A thousand facets of autumn

LEARNING PATHWAY BASED ON SCIENTIFIC CONCEPTS


A thousand facets of autumn

Overall aims:

  • Staying into the nature;
  • Finding natural tools to achieve the activities’ goals;
  • Learning the growing process of plants;
  • Knowing what plants usually grow up during autumn and what is not;
  • Interiorize the importance of recycling;
  • Get in tune with nature;
  • Interiorize the importance of team work;
  • Develop the value of patience.

Intended learning outcomes:

The child will be able to:

  • Practice the ability to mentalize with animals (i.e., “how the beavers would act in this situation?”);
  • Learn and explain the growing process of plants;
  • Know what plants usually grow up during autumn and what are not;
  • Become more patient;
  • Interiorize and become more able to recycling;
  • Respect others and the nature;
  • Take care of the plants (making sure there is enough light, water, etc.);
  • Develop senses;
  • Engage with nature.

Evaluation:

Each activity foresees an initial and a final evaluation. However, it is important to assess the knowledge and the attitudes regarding the three pillars of sustainability at the beginning and at the end of the learning pathway. According to Kahriman-Öztürk et al. (2012), each pillar of sustainability has two or three indicators:
Environmental: reduce (i.e., doing more with less) and reuse (i.e., making more use of old things);
Social: respect (i.e., respect nature and competences), rethink (i.e., valuing other things) and reflect (i.e., knowing the cultural differences in the world);
Economical: recycle (i.e., someone else can use it again) and redistribute (i.e., using resources more equally).
They proposed an interview to assess the children’s attitude through these pillar of sustainability:

  • Some children use both sides of the paper when they draw or write but other children use only one side of the paper when they draw or write. What do you think about it?
  • Some children never disturb or catch animals they find outside but some children like to disturb or catch animals. What do you think about it?
  • Some children put recyclable items in the recycle bin but other children just throw things away when they are finished with them. What do you think about it?
  • Some children give their old toys to other children or reuse them in different ways when they do not play them anymore. But others throw them away. What do you think about it?
  • Some children like living in crowded places such as cities and towns but other children like/ would like to live in places where there are more plants trees and animals. What do you think about it?

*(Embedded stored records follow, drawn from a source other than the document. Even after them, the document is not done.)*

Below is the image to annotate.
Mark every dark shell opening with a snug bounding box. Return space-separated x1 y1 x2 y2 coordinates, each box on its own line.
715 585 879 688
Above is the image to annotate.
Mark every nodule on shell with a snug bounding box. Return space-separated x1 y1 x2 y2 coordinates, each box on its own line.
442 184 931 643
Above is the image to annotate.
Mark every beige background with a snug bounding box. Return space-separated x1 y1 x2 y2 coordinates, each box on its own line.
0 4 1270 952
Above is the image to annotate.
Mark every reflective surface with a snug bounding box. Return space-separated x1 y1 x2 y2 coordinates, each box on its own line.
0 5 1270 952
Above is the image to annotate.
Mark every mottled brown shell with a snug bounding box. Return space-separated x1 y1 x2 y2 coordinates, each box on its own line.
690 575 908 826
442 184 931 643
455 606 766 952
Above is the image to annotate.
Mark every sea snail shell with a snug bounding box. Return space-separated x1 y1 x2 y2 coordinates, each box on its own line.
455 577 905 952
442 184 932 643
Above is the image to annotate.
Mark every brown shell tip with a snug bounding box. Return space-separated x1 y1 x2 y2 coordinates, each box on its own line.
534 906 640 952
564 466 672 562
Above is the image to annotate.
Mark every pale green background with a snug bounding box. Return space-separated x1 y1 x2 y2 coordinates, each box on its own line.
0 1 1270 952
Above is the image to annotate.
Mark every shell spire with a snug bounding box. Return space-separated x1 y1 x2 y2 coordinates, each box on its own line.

We propose to use these questions for initial evaluation and final evaluation of the learning pathway. However, we recommend to use systematical observation as major indicator.

Pathway structure:

The path is composed of 3 activities in total. A period of one week is foreseen to complete the entire learning pathway.

Stage I – Dam building: acting like little beavers

The first activity foresees a lesson before the experiment in which the teacher will explain how the beavers usually affect their landscape during autumn. For example, beavers build a dam to create a deep, still pool of water where they can make their lodge (home) and be safer from predators. The barrier slows the water, so their lodge doesn’t get washed away. The pool is also where they store fresh branches underwater as a tasty food source in autumn. The experiment will be on a day after the rainfall, in a place where there is a small water flaw in order to ask children to think about how the beavers usually affect their landscape using natural materials to block the flow of rivers. The challenge consist of asking children to use the natural materials around them to try and control the movement of the water.

Stage II – Growing up a miniature autumnal garden in class

The second activity foresees two preparatory lessons; one about the life cycle of plants, pointing out the plants that usually grow up in autumn – explaining their characteristics; the second lesson should be about the concept of recycling, explaining its importance in our society. The experiment consists of planting buds in recycled pots (make with plastic bottles). Children should make a plan to cultivate their plants and they will be responsible of their growth.

Stage III – Sensory experiment – the sounds of autumn

The third activity consists of the stimulation of senses (i.e., sight, touch, hearing, and smell) through the nature. It is composed of four experiment: 1. Sight: Provide each child with a different colored token and challenge them to find a match in nature. Evaluate which colors were easiest and hardest to match and why (e.g., maybe some colors are easier/hardest to find during autumn); 2. Touch: Provide small groups of children with a six-egg box and challenge them to find 6 materials that all feel different to place in each compartment; 3. Hearing: children sit quietly outside with an open hand. They can close their hand whenever they hear a sound, thus capturing the sound. Ask the children to reproduce the sound they have captured and let it go back to nature; 4. Smell: provide small groups of children with a pot of water and a stick and challenge them to create a fragrance using the materials they find, thus inventing a fragrance that smells like autumn.
It is suggestable to foresee one experiment for a day, and starting this activity with a propaedeutic lesson about the senses and another one in which children create the materials (e.g., colored token) using recycled materials.